The extra charges of about $9 a month were discovered during an investigation of two Cleveland-area companies for drug-related crimes and money laundering, the Federal Communications Commission said Monday.
"A phone bill should not be a tool for drug traffickers, money launderers, and other unscrupulous third parties to fleece American consumers," FCC Enforcement Bureau Chief Travis LeBlanc said in a statement. The settlement will allow AT&T customers "charged for this sham service" to get their money back, he said.
The Drug Enforcement Administration seized nearly $3.4 million worth of drugs, cars, jewelry, gold and computers during its investigation of Discount Directories and Enhanced Telecommunications Services, the FCC said. During the seizures, agents found financial documents related to the directory assistance scheme, which targeted thousands of telephone customers, most of them small businesses.
The companies billed for the directory services but never provided them, and neither company could show that AT&T customers had agreed to be billed, the FCC said. AT&T received a portion of each charge, the agency said.
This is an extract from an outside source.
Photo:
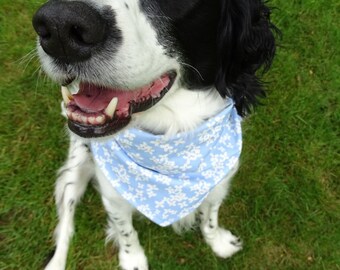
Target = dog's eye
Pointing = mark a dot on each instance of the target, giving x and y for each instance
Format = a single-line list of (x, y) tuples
[(177, 9)]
AT&T has implemented "strict requirements" to crack down on third-party charges on telephone bills, a spokeswoman said by email. "Nonetheless, unbeknownst to us, two companies that engaged in a sophisticated fraud scheme were apparently able to circumvent those protections and submit unauthorized third-party charges that were billed by AT&T," she added.
AT&T stopped billing on behalf of the two companies in June 2015 and will also stop most other third-party billing on customer telephone bills, she added.
AT&T will issue refunds to current and former customers charged for the bogus services since January 2012. The refunds are expected to be about $6.8 million. The telecom carrier will also pay a $950,000 fine to the U.S. treasury.
Customers should get refund checks within 90 days, AT&T said.
Placing unauthorized charges and fees on telephone bills, often called cramming, is an "unjust and unreasonable" practice prohibited by the Communictions Act, the FCC said.